Improved risk scoring systems for colorectal cancer screening in Shanghai, China

Abstract Background An optimal risk‐scoring system enables more targeted offers for colonoscopy in colorectal cancer (CRC) screening. This analysis aims to develop and validate scoring systems using parametric and non‐parametric methods for average‐risk populations. Methods Screening data of 807,695 subjects and 2806 detected cases in the first‐round CRC screening program in Shanghai were used to develop risk‐predictive models and scoring systems using logistic‐regression (LR) and artificial‐neural‐network (ANN) methods. Performance of established scoring systems was evaluated using area under the receiver operating characteristic curve (AUC), calibration, sensitivity, specificity, number of high‐risk individuals and potential detection rates of CRC. Results Age, sex, CRC in first‐degree relatives, chronic diarrhoea, mucus or bloody stool, history of any cancer and faecal‐immunochemical‐test (FIT) results were identified as predictors for the presence of CRC. The AUC of LR‐based system was 0.642 when using risk factors only in derivation set, and increased to 0.774 by further incorporating one‐sample FIT results, and to 0.808 by including two‐sample FIT results, while those for ANN‐based systems were 0.639, 0.763 and 0.805, respectively.

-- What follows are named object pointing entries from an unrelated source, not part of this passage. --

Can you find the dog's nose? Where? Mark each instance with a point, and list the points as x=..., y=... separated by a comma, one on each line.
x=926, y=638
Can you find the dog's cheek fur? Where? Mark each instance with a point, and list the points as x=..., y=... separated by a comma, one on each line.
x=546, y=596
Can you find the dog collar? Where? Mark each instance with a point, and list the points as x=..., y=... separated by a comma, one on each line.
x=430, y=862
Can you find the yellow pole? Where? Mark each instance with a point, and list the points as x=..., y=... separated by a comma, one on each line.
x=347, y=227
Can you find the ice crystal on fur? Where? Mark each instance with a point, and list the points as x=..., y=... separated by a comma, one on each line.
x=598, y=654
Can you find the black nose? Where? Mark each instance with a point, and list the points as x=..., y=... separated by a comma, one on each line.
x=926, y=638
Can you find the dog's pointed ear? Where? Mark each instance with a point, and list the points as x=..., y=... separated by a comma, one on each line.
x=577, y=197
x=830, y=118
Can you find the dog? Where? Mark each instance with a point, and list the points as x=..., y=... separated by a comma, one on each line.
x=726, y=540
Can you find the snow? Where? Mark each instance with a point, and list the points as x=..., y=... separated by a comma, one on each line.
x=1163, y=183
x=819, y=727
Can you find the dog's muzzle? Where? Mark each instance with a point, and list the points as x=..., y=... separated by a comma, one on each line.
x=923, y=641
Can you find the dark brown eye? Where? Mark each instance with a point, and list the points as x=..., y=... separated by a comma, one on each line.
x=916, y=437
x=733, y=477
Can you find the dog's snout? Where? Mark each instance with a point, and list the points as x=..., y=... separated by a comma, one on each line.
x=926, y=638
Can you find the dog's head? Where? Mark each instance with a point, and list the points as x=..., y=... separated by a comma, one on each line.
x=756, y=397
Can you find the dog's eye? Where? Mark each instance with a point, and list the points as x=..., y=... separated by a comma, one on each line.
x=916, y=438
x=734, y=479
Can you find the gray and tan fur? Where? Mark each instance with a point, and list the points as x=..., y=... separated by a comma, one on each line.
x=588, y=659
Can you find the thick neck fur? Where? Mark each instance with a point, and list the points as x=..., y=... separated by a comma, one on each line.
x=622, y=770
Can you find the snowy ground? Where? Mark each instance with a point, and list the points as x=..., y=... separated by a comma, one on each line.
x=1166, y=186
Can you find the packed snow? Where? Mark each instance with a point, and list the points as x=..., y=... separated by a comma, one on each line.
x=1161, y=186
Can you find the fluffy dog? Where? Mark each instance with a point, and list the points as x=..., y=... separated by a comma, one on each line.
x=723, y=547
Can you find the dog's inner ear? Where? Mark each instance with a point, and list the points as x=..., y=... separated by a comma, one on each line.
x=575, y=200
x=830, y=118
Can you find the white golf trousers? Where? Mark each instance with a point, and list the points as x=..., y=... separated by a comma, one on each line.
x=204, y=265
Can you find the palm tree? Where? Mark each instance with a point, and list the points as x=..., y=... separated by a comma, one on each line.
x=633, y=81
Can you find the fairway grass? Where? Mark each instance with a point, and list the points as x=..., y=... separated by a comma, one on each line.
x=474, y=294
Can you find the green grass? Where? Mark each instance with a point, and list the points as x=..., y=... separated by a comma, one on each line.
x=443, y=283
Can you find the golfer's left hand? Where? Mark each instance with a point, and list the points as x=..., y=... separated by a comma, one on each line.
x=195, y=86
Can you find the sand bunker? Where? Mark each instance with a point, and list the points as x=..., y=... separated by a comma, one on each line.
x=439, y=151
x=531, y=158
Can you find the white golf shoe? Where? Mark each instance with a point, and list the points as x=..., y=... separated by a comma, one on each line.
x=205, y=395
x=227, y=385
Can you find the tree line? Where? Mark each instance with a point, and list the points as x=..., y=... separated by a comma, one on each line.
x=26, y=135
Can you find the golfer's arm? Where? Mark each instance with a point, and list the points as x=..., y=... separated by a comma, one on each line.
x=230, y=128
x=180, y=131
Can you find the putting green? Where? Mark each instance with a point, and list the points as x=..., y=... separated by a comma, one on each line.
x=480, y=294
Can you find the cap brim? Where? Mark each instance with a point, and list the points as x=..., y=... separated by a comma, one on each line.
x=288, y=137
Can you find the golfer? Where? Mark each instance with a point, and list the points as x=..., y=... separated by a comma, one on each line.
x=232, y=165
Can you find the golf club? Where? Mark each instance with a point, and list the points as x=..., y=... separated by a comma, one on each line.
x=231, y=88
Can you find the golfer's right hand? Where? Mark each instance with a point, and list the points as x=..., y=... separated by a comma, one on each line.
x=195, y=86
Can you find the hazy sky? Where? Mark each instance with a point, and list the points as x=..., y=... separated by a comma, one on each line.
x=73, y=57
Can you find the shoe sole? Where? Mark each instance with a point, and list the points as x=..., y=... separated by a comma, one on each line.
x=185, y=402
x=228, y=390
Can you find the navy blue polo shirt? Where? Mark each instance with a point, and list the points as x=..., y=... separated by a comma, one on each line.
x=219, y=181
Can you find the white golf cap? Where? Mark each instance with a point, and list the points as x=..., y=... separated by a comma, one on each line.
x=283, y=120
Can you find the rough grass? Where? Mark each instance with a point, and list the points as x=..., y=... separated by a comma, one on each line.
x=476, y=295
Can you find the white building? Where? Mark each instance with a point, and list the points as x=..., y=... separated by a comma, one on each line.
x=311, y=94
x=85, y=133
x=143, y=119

Better calibrations were observed for the LR‐based systems than the ANN‐based ones. Compared with the currently used initial tests, parallel use of FIT with LR‐based systems resulted in improved specificities, less demands for colonoscopy and higher detection rates of CRC, while parallel use of FIT with ANN‐based systems had higher sensitivities; incorporating FIT in the scoring systems further increased specificities, decreased colonoscopy demands and improved detection rates of CRC. Conclusions Our results indicate the potentials of LR‐based scoring systems incorporating one‐ or two‐sample FIT results for CRC mass screening. External validation is warranted for scaling‐up implementation in the Chinese population.